VMware Balloon driver [Kernel]

Prev: [PATCH] /dev/mem: Allow rewinding
Next: drivers/uwb: Rename dev_info to wdi

From: Andrew Morton on 5 Apr 2010 17:30

On Sun, 4 Apr 2010 14:52:02 -0700
Dmitry Torokhov <dtor(a)vmware.com> wrote:

> This is standalone version of VMware Balloon driver. Unlike previous
> version, that tried to integrate VMware ballooning transport into virtio
> subsystem, and use stock virtio_ballon driver, this one implements both
> controlling thread/algorithm and hypervisor transport.
>
> We are submitting standalone driver because KVM maintainer (Avi Kivity)
> expressed opinion (rightly) that our transport does not fit well into
> virtqueue paradigm and thus it does not make much sense to integrate
> with virtio.
>

I think I've forgotten what balloon drivers do. Are they as nasty a
hack as I remember believing them to be?

A summary of what this code sets out to do, and how it does it would be
useful.

Also please explain the applicability of this driver. Will xen use it?
kvm? Out-of-tree code?

The code implements a user-visible API (in /proc, at least). Please
fully describe the proposed interface(s) in the changelog so we can
review and understand that proposal.

>
> ...
>
> +static bool vmballoon_send_start(struct vmballoon *b)
> +{
> + unsigned long status, dummy;
> +
> + STATS_INC(b->stats.start);
> +
> + status = VMWARE_BALLOON_CMD(START, VMW_BALLOON_PROTOCOL_VERSION, dummy);
> + if (status == VMW_BALLOON_SUCCESS)
> + return true;
> +
> + pr_debug("%s - failed, hv returns %ld\n", __func__, status);

The code refers to something called "hv". I suspect that's stale?

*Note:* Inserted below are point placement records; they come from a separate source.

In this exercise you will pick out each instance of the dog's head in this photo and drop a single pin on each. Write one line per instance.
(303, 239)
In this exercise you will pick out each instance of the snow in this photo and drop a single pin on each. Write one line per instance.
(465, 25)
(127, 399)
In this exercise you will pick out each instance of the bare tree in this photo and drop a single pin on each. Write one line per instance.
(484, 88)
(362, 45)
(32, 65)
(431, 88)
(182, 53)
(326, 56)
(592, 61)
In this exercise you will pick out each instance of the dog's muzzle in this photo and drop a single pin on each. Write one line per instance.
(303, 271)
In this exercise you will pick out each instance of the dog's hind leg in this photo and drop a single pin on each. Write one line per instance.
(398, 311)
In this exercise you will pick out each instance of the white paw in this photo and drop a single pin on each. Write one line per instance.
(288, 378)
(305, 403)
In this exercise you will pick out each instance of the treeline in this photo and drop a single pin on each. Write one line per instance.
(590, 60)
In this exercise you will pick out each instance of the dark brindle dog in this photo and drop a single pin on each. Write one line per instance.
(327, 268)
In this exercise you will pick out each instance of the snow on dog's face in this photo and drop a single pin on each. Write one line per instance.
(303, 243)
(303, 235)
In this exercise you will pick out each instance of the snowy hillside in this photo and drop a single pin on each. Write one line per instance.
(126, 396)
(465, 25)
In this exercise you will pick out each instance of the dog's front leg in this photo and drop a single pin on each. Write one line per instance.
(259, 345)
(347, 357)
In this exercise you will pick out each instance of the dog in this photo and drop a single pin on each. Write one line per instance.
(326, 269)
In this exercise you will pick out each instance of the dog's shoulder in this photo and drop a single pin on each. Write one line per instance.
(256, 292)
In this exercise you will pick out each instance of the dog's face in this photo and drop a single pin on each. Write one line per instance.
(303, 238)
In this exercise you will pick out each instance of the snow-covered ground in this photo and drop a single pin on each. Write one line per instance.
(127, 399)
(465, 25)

> + STATS_INC(b->stats.start_fail);
> + return false;
> +}
> +
> +static bool vmballoon_check_status(struct vmballoon *b, unsigned long status)
> +{
> + switch (status) {
> + case VMW_BALLOON_SUCCESS:
> + return true;
> +
> + case VMW_BALLOON_ERROR_RESET:
> + b->reset_required = true;
> + /* fall through */
> +
> + default:
> + return false;
> + }
> +}
> +
> +static bool vmballoon_send_guest_id(struct vmballoon *b)
> +{
> + unsigned long status, dummy;
> +
> + status = VMWARE_BALLOON_CMD(GUEST_ID, VMW_BALLOON_GUEST_ID, dummy);
> +
> + STATS_INC(b->stats.guest_type);
> +
> + if (vmballoon_check_status(b, status))
> + return true;
> +
> + pr_debug("%s - failed, hv returns %ld\n", __func__, status);
> + STATS_INC(b->stats.guest_type_fail);
> + return false;
> +}

The lack of comments makes it all a bit hard to take in.

>
> ...
>
> +static int __init vmballoon_init(void)
> +{
> + int error;
> +
> + /*
> + * Check if we are running on VMware's hypervisor and bail out
> + * if we are not.
> + */
> + if (!vmware_platform())
> + return -ENODEV;
> +
> + vmballoon_wq = create_freezeable_workqueue("vmmemctl");
> + if (!vmballoon_wq) {
> + pr_err("failed to create workqueue\n");
> + return -ENOMEM;
> + }
> +
> + /* initialize global state */
> + memset(&balloon, 0, sizeof(balloon));

The memset seems to be unneeded.

> + INIT_LIST_HEAD(&balloon.pages);
> + INIT_LIST_HEAD(&balloon.refused_pages);
> +
> + /* initialize rates */
> + balloon.rate_alloc = VMW_BALLOON_RATE_ALLOC_MAX;
> + balloon.rate_free = VMW_BALLOON_RATE_FREE_MAX;
> +
> + INIT_DELAYED_WORK(&balloon.dwork, vmballoon_work);
> +
> + /*
> + * Start balloon.
> + */
> + if (!vmballoon_send_start(&balloon)) {
> + pr_err("failed to send start command to the host\n");
> + error = -EIO;
> + goto fail;
> + }
> +
> + if (!vmballoon_send_guest_id(&balloon)) {
> + pr_err("failed to send guest ID to the host\n");
> + error = -EIO;
> + goto fail;
> + }
> +
> + error = vmballoon_procfs_init(&balloon);
> + if (error)
> + goto fail;
> +
> + queue_delayed_work(vmballoon_wq, &balloon.dwork, 0);
> +
> + return 0;
> +
> +fail:
> + destroy_workqueue(vmballoon_wq);
> + return error;
> +}
>
> ...
>

Oh well, ho hum. Help is needed on working out what to do about this,
please.

Congrats on the new job, btw ;)

--
To unsubscribe from this list: send the line "unsubscribe linux-kernel" in
the body of a message to majordomo(a)vger.kernel.org
More majordomo info at http://vger.kernel.org/majordomo-info.html
Please read the FAQ at http://www.tux.org/lkml/

From: Jeremy Fitzhardinge on 5 Apr 2010 18:10

On 04/05/2010 02:24 PM, Andrew Morton wrote:
> I think I've forgotten what balloon drivers do. Are they as nasty a
> hack as I remember believing them to be?
>

(I haven't looked at Dmitry's patch yet, so this is from the Xen
perspective.)

In the simplest form, they just look like a driver which allocates a
pile of pages, and the underlying memory gets returned to the
hypervisor. When you want the memory back, it reattaches memory to the
pageframes and releases the memory back to the kernel. This allows a
virtual machine to shrink with respect to its original size.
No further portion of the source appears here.